Bail commercial ou bail professionnel : comment choisir

Choisissez le bail commercial si votre activité est commerciale ou artisanale et que vous voulez sécuriser durablement votre implantation, car son statut d’ordre public offre au preneur un droit au renouvellement et une indemnité d’éviction. Optez pour le bail professionnel si vous exercez une profession libérale ou une activité non commerciale et que vous privilégiez la souplesse, avec un engagement plus court et une liberté de départ à tout moment.

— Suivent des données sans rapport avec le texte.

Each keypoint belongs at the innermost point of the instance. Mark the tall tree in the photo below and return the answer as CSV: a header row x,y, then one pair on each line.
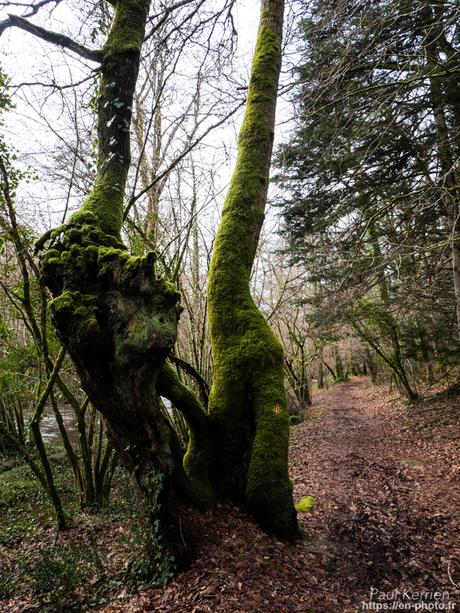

Le choix engage bien plus que la nature du contrat. Il détermine la durée de votre occupation, le coût d’une sortie anticipée, la valeur patrimoniale attachée aux locaux et le rapport de force à l’échéance. Pour une PME ou une ETI, se tromper de régime revient soit à s’enfermer neuf ans dans un statut rigide alors qu’une activité de conseil aurait justifié un cadre léger, soit à perdre la protection du fonds de commerce en signant un bail professionnel là où l’activité relève en réalité du commerce. La qualification ne se décrète pas dans l’intitulé : elle se déduit de la réalité de l’activité exercée, et le juge peut requalifier.

Sommaire

  1. Ce qui rapproche les deux
  2. Ce qui les distingue vraiment
  3. Les conséquences pratiques du choix
  4. Comment choisir selon votre situation
  5. Ce que dit le droit

Ce qui rapproche les deux

Sur le papier, le bail commercial et le bail professionnel remplissent la même fonction économique : mettre à disposition d’une entreprise des locaux qui ne servent pas d’habitation, en contrepartie d’un loyer. Les deux relèvent d’abord du droit commun du louage, ce qui impose au bailleur des obligations identiques : délivrer un local conforme à sa destination et en assurer la jouissance paisible, en application des articles 1719 et 1720 du Code civil. La clause de garantie de jouissance paisible se retrouve donc dans les deux contrats.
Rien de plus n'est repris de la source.